Monday, June 25, 2007

End of June, almost

Well, this is the last week in June..I taught my class on Saturday, went to Olwen's husbands 60th Birthday Party on Saturday Night and on Sunday, went to the NHHS Reunion picnic. They now call themselves "The DAWGS" on the T shirt (for Huskies). Things change. I saw my old friends Janice Chick and Liz Lorimer and their husbands and ate a really bad for you hot dog. Today I washed the car and made calls and came to the library. Nothing too creative, but very busy...I also watered the garden, such as it is. I will, when I get home, create kits for next Saturdays class, because we are doing Stones and it will be easier to teach if the stuff is ready in advance for them...less hauling. I absolutely MUST get all the excess crap out of the car, garage, house and etc. MOST IMPORTANT! I will post again when I have done some ART. I Did bring a cabinet from the kitchen to the living room for the stuff I need to work with so there will be some order around my work table. I could not be more boring if I took pills for it so I will close for now.

Thursday, June 14, 2007

Endless Thursdays, not.

Well, this is the last class for my computer education, so I will only have the library from now on.

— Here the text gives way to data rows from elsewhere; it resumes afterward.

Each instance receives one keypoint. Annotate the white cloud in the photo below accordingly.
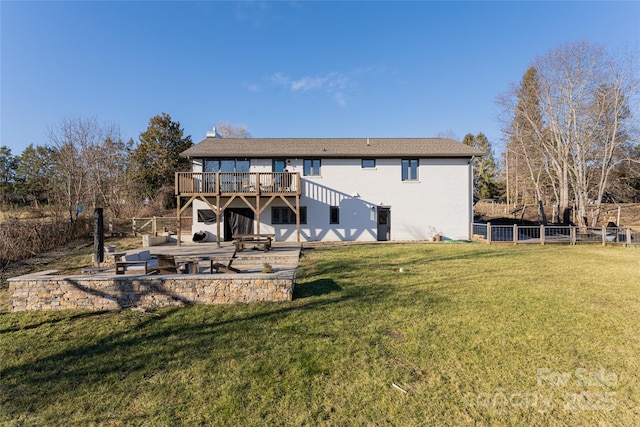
(333, 84)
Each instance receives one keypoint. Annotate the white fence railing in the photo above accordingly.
(546, 234)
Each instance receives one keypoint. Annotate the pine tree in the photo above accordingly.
(157, 157)
(485, 185)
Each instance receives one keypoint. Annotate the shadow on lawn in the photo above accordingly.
(152, 343)
(59, 317)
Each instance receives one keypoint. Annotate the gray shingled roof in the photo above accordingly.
(330, 147)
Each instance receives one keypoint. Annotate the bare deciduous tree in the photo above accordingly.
(584, 99)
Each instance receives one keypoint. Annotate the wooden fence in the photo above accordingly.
(552, 234)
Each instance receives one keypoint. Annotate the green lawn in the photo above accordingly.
(468, 334)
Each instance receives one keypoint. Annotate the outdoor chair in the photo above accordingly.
(167, 265)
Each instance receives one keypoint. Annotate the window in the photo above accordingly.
(207, 216)
(409, 169)
(311, 167)
(284, 215)
(227, 165)
(368, 163)
(334, 215)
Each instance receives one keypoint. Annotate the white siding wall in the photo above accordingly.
(438, 202)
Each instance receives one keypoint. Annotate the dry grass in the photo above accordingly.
(475, 335)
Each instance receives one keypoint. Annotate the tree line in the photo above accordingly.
(571, 142)
(87, 164)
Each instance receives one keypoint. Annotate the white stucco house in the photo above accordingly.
(329, 189)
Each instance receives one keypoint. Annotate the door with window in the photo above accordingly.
(384, 223)
(237, 221)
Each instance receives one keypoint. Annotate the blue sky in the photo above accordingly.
(283, 69)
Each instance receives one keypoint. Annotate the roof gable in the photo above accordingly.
(330, 148)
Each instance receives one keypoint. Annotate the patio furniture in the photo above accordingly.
(260, 240)
(139, 262)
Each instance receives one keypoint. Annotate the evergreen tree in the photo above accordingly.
(485, 184)
(8, 165)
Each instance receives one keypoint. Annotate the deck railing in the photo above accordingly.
(230, 183)
(546, 234)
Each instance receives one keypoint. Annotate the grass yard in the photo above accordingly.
(468, 334)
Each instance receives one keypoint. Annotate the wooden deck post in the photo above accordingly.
(179, 222)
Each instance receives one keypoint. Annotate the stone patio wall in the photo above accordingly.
(45, 291)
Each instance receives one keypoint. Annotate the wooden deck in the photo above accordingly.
(237, 183)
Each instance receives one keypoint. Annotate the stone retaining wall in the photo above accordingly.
(45, 291)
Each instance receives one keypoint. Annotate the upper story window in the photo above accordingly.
(311, 167)
(409, 169)
(368, 163)
(334, 215)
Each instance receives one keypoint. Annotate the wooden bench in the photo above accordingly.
(258, 240)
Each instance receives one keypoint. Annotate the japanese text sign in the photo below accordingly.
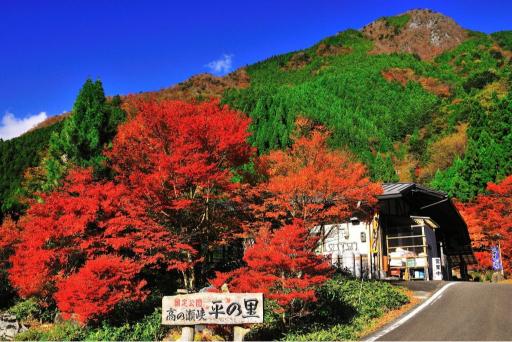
(496, 258)
(212, 308)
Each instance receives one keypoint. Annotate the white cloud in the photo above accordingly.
(12, 127)
(222, 65)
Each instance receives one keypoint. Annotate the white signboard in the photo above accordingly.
(212, 308)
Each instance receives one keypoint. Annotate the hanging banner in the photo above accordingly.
(496, 258)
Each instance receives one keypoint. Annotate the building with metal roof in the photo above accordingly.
(417, 221)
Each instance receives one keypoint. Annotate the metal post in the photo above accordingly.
(501, 259)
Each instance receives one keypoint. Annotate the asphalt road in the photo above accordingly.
(464, 311)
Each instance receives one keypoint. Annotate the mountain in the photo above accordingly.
(414, 96)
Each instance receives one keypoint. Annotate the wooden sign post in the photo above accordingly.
(188, 310)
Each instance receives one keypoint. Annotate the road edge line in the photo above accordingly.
(411, 314)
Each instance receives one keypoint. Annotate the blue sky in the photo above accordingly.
(48, 48)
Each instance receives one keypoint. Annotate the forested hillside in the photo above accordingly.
(415, 97)
(16, 156)
(442, 121)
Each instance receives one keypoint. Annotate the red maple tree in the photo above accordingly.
(283, 265)
(489, 219)
(313, 183)
(98, 286)
(180, 159)
(86, 226)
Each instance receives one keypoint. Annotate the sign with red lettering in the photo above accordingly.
(212, 308)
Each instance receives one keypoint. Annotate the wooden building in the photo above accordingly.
(421, 235)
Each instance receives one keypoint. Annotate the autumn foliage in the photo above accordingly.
(179, 159)
(281, 264)
(489, 219)
(177, 193)
(81, 231)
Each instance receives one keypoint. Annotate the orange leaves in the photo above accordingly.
(282, 264)
(489, 219)
(315, 184)
(178, 159)
(74, 240)
(98, 287)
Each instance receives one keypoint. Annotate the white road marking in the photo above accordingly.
(411, 314)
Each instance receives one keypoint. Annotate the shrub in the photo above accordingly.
(25, 309)
(345, 307)
(148, 329)
(66, 331)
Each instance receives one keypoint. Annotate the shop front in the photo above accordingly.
(421, 234)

I have been very busy every day because I had to start with a new medication for my heart and it required an EKG every day for 4 days...and then I went to see Hal and then, well, the day was just shot to hell. But, I am going to be able to take this new med which will supposedly keep my heart in sinus rythm, which means I can do stuff without so much worry about throwing myself into fibrulation. Also, I seem to have more energy...the old Medication had the side effect of making me drowsy and depressed and this one seems better...more will be revealed. I am in class for the last Thursday and when I go home, I will work on collage. I really need to get my ass in gear. I keep remembering Daddy Bob's message "Shit or get off the pot"...also, "Spit in one hand and wish in the other one and see which one gets full first". Good advice...but, I still buy lottery tickets and spend my time dreaming. That's OK...I am a really good person, who has worked hard all of my life and kept my nose above the shit line. If that is all I ever do, I think, at this stage, it is enough. The Art is just a bonus. ( It is also a lot of fun) So, now I am working on collage but I am thinking that I really want to and need to write. I have so many stories. When I was visiting with Hal, I spent a lot of time listening to his stories and his life is so interesting (and long). I asked him if he would ever write because I think it would be good to preserve his experiences in another time that will never come again. Then, I started to think that I, also, come from another time that will never come again and that I have had a lot of interesting experiences. Not to mention the fact that I think that I write at least medium well. Andrew is always telling my that my phrases are great...(he has praises for my phrases...oh god). So, Blah Blah Blah...Next entry will be more put together...maybe this new medication is to blame.

Monday, June 11, 2007

At Last!

Well, At Last I am working again! Calligraphy is over, Faux has started and I like all the people and it is JUNE! Whatever the reason, I am now getting productive. I spent 19 hours (7:30AM to 2:30AM) working on my inspiration stuff, putting all the stuff in books, etc. And, I am working on a collage I started a while back. A single arm with hand holding an apple over that xerox of the blue tree I painted with a couple of figures...started out all black and white and grey and I have glazed the hell out of it and ended up with most of the background and the figures buried under layers looking dark and mysterious and the arm and hand and apple I have shadowed and glazed and highlighted and glazed, etc. until they look old and interesting. I am really rather pleased with the result. It kind of looked garrish and tacky when I began, but with enough glazing, all things start looking good in the end. I do not want to be stuck forever in the original sin mode, so I will think on that as I approach the next piece...any kind of box is, after all, a box. My heart has been out of rythm a lot and I am trying new medication and I must be wary to notice if it is making me depressed or unhappy or sapping too much of my energy. I like being on a roll and I don't want to lose momentum as I go. It is all up to me whether or not I remain productive and working or slip back into the fog. I think you have to kiss a lot of fogs to get to the promised land...the promised land, of course, being a state of creative bliss. It does not really matter if I make sense or not, I think...I make sense to myself and that is the key. So, I look forward to the next few weeks and making ART...AT LAST!